Books
Aoko Matsuda’s Where The Wild Ladies Are

Where the Wild Ladies Are
(Soft Skull Press, 2020)
While Japanese literature is subsumed by ghost stories, Polly Barton’s translation of Aoko Matsuda’s short story collection, Where the Wild Ladies Are ushers in a new moment for how contemporary Japanese literature represents its ghosts stories. Barton’s translation is like butter, making it all the more magical a read. The book mines classical rakugo, kabuki, and Japanese folk tales. Matsuda seizes and subverts Japanese storytelling by employing female ghosts who simply refuse to behave and remain subservient to men and male desire. While this sounds overstated, it seems we cannot bark enough.

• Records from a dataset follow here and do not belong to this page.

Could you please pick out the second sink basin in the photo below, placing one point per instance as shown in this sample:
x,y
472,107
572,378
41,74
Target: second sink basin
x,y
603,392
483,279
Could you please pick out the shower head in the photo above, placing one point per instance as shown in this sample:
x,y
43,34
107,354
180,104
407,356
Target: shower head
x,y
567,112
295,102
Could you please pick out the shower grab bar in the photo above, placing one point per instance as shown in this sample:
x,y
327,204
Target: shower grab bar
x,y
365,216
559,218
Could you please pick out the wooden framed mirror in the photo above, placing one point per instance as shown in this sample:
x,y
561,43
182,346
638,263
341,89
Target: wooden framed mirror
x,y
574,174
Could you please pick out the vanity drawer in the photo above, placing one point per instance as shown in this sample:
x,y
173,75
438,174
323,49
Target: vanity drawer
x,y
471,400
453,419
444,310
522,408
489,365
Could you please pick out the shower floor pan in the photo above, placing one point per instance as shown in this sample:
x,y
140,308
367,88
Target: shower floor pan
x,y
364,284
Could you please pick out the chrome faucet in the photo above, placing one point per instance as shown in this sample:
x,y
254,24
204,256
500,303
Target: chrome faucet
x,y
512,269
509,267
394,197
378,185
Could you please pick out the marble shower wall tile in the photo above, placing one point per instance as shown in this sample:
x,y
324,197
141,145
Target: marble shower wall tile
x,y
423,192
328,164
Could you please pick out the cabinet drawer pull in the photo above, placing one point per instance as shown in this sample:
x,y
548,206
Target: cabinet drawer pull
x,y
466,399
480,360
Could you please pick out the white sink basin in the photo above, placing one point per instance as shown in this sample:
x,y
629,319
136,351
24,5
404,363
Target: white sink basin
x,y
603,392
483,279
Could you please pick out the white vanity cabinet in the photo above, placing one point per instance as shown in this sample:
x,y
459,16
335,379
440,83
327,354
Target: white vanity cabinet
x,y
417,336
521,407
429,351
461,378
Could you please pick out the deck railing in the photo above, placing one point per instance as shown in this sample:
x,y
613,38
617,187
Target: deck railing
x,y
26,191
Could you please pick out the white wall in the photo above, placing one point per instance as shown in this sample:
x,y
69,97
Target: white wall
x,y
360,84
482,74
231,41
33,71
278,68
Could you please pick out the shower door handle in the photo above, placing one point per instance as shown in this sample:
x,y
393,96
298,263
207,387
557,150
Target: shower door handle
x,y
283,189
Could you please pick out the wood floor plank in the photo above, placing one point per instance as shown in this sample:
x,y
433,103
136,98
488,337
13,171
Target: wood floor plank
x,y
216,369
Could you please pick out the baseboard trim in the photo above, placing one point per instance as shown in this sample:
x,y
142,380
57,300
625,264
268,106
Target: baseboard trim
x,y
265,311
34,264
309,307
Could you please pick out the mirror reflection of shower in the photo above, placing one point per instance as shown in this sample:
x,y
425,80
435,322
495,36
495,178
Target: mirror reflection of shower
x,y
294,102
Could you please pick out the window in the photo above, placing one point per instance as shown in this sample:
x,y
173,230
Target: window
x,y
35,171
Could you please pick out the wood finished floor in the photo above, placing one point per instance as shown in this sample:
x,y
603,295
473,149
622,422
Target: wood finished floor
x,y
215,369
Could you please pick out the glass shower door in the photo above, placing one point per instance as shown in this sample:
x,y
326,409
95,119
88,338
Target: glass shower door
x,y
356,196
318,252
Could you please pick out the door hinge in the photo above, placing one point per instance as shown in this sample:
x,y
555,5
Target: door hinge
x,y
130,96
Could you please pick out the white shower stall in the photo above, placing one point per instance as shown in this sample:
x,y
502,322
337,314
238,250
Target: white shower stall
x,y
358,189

Matsuda introduces several stories, discrete but thematically connected. At the end of the book, each story’s original ghost story is summarized for reference. While sometimes female protagonists begin as self-deprecating, they do not succumb to victimhood. The story structures enable what seems like self-commentary, but because they are embedded in an implicit conversation with classical ghost stories, they do not feel self-conscious or “I’m being clever.” At times the prose resembles an absurdist riff on self-help “femininity,” taking a turn into a horror film undermining the same femininity, rendering the subject of the story a ghost altogether. The tales employ such sweet-talking sabotage of gender role expectations, let alone a “ghosting” of the ghost tales on which they are premised. Matsuda, teetering between these disparities, graciously brings contemporary pop culture and classical storytelling together.
The notion of what it means to be grounded in reality, and whether or not fantasy remains significant in strengthening reality, then, is certainly at stake. Matsuda poses representations of embodied persons versus representations of ghost persons in the context of a supposed contemporary realist/surrealist scenario. Yet the original ghost tales are spiritual fantasy tales. In this collection, the women dance fantastical, intimate, slippery even. They demand us not to expel them from corporeality, but to release them from historical or ghostly submission. These stories are shockingly blunt, comedic, urban, contemporary, beautifully written, and relatable.
Moving into the syntax of rakugo or kabuki, the stories exist as intimate dialogues and monologues, taken not just as literary text, but as performative scripts/monologues. In this capacity, the published text has a larger context. It exceeds the page. It offers internal dialogue and direct address. It implies stylized performance. A tall order, the writing and the translation live up to it.
In the performative or dialogic aspect of the language, is it possible to think about a contemporary Japanese ghost story as a metonym for the aftermath of Japanese nuclear annihilation and its hauntings? In reading Matsuda’s stylized collection, it holds an intimacy that rings of Marguerite Duras’s screenplay, Hiroshima mon amour, directed by Alain Resnais (1959). Perhaps a stretch. The film, like the book, is a series of intimate conversations about relationships. The issue of the loss of hair as it pertains to absence (feminine monstrosity) in both nuclear and ghost stories, and how the dead impact the structure of Japanese society and writing about its most existential circles coincide. Matsuda, crisply current, is aware of literary and historical precedent.